Apart from our recently obtained findings, four independent studies have thus far been performed to evaluate the predictive/prognostic impact of HOTAIR genomic or/and transcriptomic level(s) on the peripheral blood of breast cancer patients. In 2016, an article was published in the “Thoracic Cancer” journal suggesting overexpression of HOTAIR in circulating peripheral blood of breast cancer patients. Nevertheless, accuracy of this experiment could not be truthfully validated, regarding the wrongly highlighted primers utilized for the evaluation of HOTAIR expression level [2].
On April 2015, findings published in the “Journal of Translational Medicine” suggested up-regulation of HOTAIR expression in the breast cancer tissues and cell lines, through inhibiting miR-148 by estrogenic GPER signalling activity. This article also indicated overexpression of HOTAIR in the patients’ peripheral blood mononuclear cells [3]. Later, another investigation, published in the journal of “Cancer Biomarkers” on May 2018, also suggested positive association of circulating HOTAIR expression with tumour size, positive lymph node quantity and farther metastasis location [4]. Findings obtained from these studies raised the curiosity to navigate the cause(s) of this inconsistency on the mode of HOTAIR expression in the breast cancer patients’ circulating and peripheral blood mononuclear cells compared to the observed results in our experiment. Analysing the latter two experiments showed that similar to our experiment, the allocated HOTAIR primers could anneal both DNA and cDNA molecules, while no DNase treatment has been reported following the isolation of total RNA from the implicated samples. In this case, the data obtained from qRT-PCR would consequently represent combination of both genomic and transcriptomic HOTAIR levels and they could not realistically signify the HOTAIR circulatory or mononuclear cell RNA level in peripheral blood.

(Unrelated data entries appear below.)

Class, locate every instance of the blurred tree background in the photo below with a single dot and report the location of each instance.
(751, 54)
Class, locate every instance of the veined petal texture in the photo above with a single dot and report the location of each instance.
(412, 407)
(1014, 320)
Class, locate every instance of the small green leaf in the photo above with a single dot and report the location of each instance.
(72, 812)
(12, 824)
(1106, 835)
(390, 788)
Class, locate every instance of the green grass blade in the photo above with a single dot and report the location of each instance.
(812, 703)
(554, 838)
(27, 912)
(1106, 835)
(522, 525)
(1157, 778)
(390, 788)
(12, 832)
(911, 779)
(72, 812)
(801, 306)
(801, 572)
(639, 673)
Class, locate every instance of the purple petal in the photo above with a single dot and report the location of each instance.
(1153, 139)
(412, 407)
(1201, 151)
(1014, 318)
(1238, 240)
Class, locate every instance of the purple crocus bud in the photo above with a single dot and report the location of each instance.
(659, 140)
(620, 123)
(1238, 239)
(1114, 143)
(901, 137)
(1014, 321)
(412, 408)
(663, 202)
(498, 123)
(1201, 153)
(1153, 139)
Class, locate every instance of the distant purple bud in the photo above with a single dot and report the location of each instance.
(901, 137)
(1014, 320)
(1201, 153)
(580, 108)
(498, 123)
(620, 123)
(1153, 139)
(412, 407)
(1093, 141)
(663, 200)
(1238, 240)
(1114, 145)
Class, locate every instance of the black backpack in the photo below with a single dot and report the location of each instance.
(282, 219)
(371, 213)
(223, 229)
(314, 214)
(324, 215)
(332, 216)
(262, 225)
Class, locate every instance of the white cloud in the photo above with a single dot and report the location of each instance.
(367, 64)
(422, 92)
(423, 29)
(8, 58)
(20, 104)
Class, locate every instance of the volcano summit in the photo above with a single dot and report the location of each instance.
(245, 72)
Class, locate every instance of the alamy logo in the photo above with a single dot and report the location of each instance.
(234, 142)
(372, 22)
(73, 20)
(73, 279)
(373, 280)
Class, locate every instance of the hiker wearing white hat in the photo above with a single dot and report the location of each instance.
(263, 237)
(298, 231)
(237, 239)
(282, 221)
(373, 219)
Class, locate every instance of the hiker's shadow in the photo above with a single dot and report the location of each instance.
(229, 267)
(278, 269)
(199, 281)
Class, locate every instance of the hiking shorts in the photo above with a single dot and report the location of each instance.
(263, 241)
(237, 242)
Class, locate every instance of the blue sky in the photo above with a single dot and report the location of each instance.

On the other hand, another original article was published on July 2015 in the “Breast Cancer Research and Treatment” journal suggesting HOTAIR circulatory DNA as a predictive/prognostic breast cancer biomarker. In this experiment, DNase I was utilized to evaluate RNA expression level of HOTAIR. Additionally, to evaluate genomic copy number of HOTAIR, RNA was not reverse transcribed. Findings showed no significant expression level of HOTAIR transcription, while HOTAIR circulatory DNA was almost duplicated in the serum of breast cancer patients compared to the normal individuals [5]. These findings are somehow in line with our finding, showing low expression level of HOTAIR. Curiously, analysing the data from the “Expression Atlas Biobank of European Bioinformatics Institute” also proposed no significant to very low HOTAIR transcript level in not only normal individuals’ but also breast cancer patients’ peripheral blood [6, 7].